Wednesday 23 October 2013

It's been a daily struggle recently. These feelings inside me have been growing and growing and they are starting to affect my views on who I should be.
She was part of my life when my parents split. She helped me to get through the hurt and anger that I felt at the time. She was my escape from my unhappy world, created by my parents and my peers.

She came and went over the course of the next 8 years, usually when I felt low or unloved. She made me feel special and wanted, loved and needed. She would only allow me to see her - she felt self conscious and said she only felt comfortable with me.

Then love came into my life and she left me alone. The visits became less and less frequent, until she I stopped seeing her completely. She could see I was in love and understood that we could not see each other anymore.
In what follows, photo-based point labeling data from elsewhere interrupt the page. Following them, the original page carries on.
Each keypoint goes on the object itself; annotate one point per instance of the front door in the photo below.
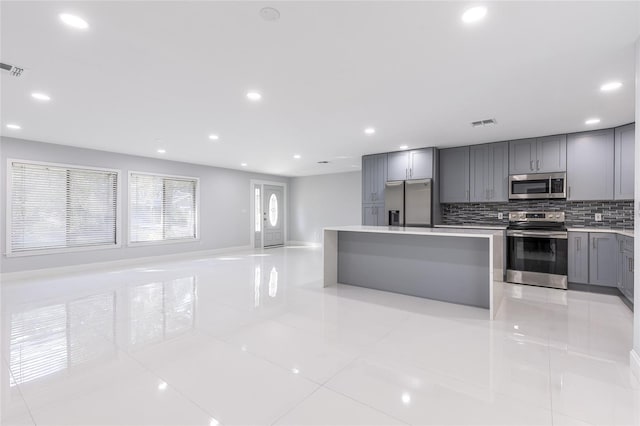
(273, 215)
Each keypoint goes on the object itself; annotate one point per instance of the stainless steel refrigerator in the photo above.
(408, 202)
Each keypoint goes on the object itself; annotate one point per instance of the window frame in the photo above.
(37, 252)
(173, 240)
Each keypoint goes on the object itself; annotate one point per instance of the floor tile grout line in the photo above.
(365, 404)
(6, 365)
(296, 405)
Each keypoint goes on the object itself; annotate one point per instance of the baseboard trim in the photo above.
(11, 277)
(303, 243)
(634, 363)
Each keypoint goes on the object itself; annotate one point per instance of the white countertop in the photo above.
(493, 227)
(444, 232)
(625, 232)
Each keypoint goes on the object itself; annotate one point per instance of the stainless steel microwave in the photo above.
(538, 186)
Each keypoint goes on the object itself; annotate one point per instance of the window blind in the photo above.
(56, 207)
(162, 208)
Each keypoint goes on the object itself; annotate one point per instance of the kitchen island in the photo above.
(455, 265)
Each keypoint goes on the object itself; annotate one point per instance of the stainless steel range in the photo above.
(537, 249)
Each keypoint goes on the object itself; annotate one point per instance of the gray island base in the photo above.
(463, 266)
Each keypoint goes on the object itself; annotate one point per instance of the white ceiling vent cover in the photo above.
(484, 123)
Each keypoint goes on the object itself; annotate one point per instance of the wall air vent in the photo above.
(484, 123)
(15, 71)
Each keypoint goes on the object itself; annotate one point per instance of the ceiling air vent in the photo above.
(484, 123)
(15, 71)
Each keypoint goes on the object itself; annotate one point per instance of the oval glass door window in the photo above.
(273, 210)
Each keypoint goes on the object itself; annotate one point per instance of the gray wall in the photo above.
(224, 203)
(325, 200)
(636, 276)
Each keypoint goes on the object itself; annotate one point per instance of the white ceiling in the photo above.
(147, 75)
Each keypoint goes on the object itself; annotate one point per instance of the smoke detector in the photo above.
(484, 123)
(270, 14)
(15, 71)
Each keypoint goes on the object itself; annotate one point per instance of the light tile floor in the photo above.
(251, 338)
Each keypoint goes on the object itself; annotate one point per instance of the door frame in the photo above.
(252, 209)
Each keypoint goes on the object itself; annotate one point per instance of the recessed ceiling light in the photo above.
(40, 96)
(269, 14)
(474, 14)
(612, 85)
(254, 96)
(74, 21)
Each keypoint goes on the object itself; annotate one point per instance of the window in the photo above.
(57, 207)
(162, 208)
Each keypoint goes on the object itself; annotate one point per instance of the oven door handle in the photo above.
(535, 234)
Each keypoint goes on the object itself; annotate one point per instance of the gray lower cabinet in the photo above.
(538, 155)
(454, 175)
(624, 162)
(489, 172)
(578, 267)
(415, 164)
(374, 176)
(603, 259)
(590, 165)
(373, 215)
(625, 266)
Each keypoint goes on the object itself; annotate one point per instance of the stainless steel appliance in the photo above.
(538, 185)
(408, 203)
(537, 249)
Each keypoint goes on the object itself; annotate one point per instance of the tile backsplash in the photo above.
(615, 214)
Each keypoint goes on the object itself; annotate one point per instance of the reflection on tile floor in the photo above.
(252, 338)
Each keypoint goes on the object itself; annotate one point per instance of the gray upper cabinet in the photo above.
(374, 176)
(488, 172)
(522, 156)
(398, 165)
(415, 164)
(578, 262)
(551, 154)
(454, 175)
(421, 163)
(590, 165)
(603, 259)
(538, 155)
(624, 162)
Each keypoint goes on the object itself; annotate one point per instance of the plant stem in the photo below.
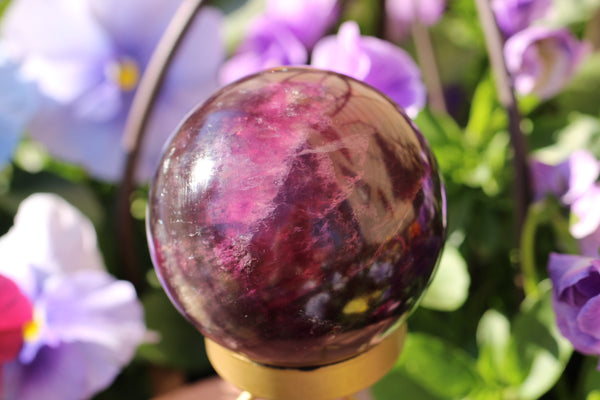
(507, 98)
(135, 126)
(535, 216)
(428, 63)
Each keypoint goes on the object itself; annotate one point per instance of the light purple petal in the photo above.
(567, 270)
(269, 44)
(51, 236)
(513, 16)
(93, 307)
(584, 169)
(568, 180)
(16, 109)
(541, 60)
(376, 62)
(549, 179)
(65, 63)
(71, 371)
(134, 26)
(82, 118)
(566, 320)
(588, 319)
(590, 245)
(307, 19)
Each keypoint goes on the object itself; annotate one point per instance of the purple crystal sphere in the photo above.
(296, 217)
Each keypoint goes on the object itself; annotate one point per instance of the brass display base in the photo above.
(325, 382)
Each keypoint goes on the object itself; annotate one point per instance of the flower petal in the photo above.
(542, 60)
(566, 270)
(93, 307)
(376, 62)
(16, 311)
(71, 371)
(588, 319)
(51, 236)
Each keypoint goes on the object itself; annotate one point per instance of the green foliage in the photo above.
(518, 360)
(177, 343)
(450, 286)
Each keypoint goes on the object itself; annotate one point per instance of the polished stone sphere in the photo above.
(296, 217)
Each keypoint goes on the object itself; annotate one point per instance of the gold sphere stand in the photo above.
(327, 382)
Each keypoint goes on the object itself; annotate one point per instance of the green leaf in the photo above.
(568, 12)
(180, 345)
(441, 368)
(529, 361)
(450, 286)
(493, 338)
(397, 384)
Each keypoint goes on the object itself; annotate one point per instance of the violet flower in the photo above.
(269, 44)
(87, 57)
(17, 105)
(542, 60)
(86, 326)
(569, 180)
(374, 61)
(576, 299)
(402, 14)
(513, 16)
(283, 35)
(15, 312)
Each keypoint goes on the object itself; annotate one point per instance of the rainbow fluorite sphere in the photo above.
(296, 217)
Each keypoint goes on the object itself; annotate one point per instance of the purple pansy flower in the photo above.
(542, 60)
(513, 16)
(87, 57)
(86, 326)
(308, 19)
(402, 14)
(573, 182)
(568, 180)
(15, 313)
(576, 299)
(17, 105)
(269, 44)
(283, 35)
(374, 61)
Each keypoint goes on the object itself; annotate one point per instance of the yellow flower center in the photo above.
(32, 330)
(125, 73)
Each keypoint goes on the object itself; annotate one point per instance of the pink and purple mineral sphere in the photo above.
(296, 217)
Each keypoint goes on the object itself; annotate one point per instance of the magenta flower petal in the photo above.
(513, 16)
(89, 68)
(576, 299)
(541, 60)
(376, 62)
(16, 311)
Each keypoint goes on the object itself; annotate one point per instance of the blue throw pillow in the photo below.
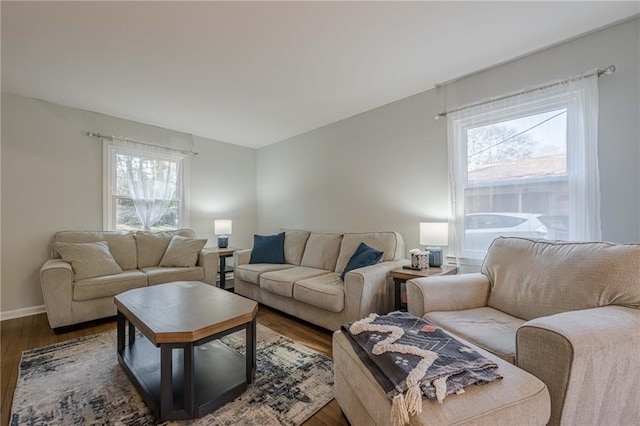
(268, 249)
(363, 256)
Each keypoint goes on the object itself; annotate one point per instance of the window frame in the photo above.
(488, 116)
(109, 198)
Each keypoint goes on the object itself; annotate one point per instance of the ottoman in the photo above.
(518, 399)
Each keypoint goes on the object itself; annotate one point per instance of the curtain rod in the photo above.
(606, 71)
(113, 138)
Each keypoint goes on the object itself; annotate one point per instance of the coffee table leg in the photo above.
(397, 284)
(166, 381)
(189, 405)
(120, 321)
(132, 333)
(223, 273)
(251, 351)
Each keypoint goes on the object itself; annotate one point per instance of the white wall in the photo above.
(52, 181)
(387, 168)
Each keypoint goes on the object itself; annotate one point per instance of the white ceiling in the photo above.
(255, 73)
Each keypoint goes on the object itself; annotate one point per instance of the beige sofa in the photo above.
(568, 313)
(70, 301)
(308, 284)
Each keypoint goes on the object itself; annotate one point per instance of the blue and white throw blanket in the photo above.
(410, 357)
Love then dealt me a near fatal blow. I was sideswiped by an event that shattered my love and left me bereft of ideas and a sense of belonging. That was when she reappeared into my life, bold as brass. Time had made her braver and she was more sure of herself. I was glad of her presence around me - she helped me to recover from the hurt and pain of losing my love and helped me to rebuild my shattered confidence. I confided in her, reached out to her and eventually, started to fall in love with her.

Now, she has become an integral part of my world and I couldn't imagine life without her - that is now the problem I am facing. I can't live without her.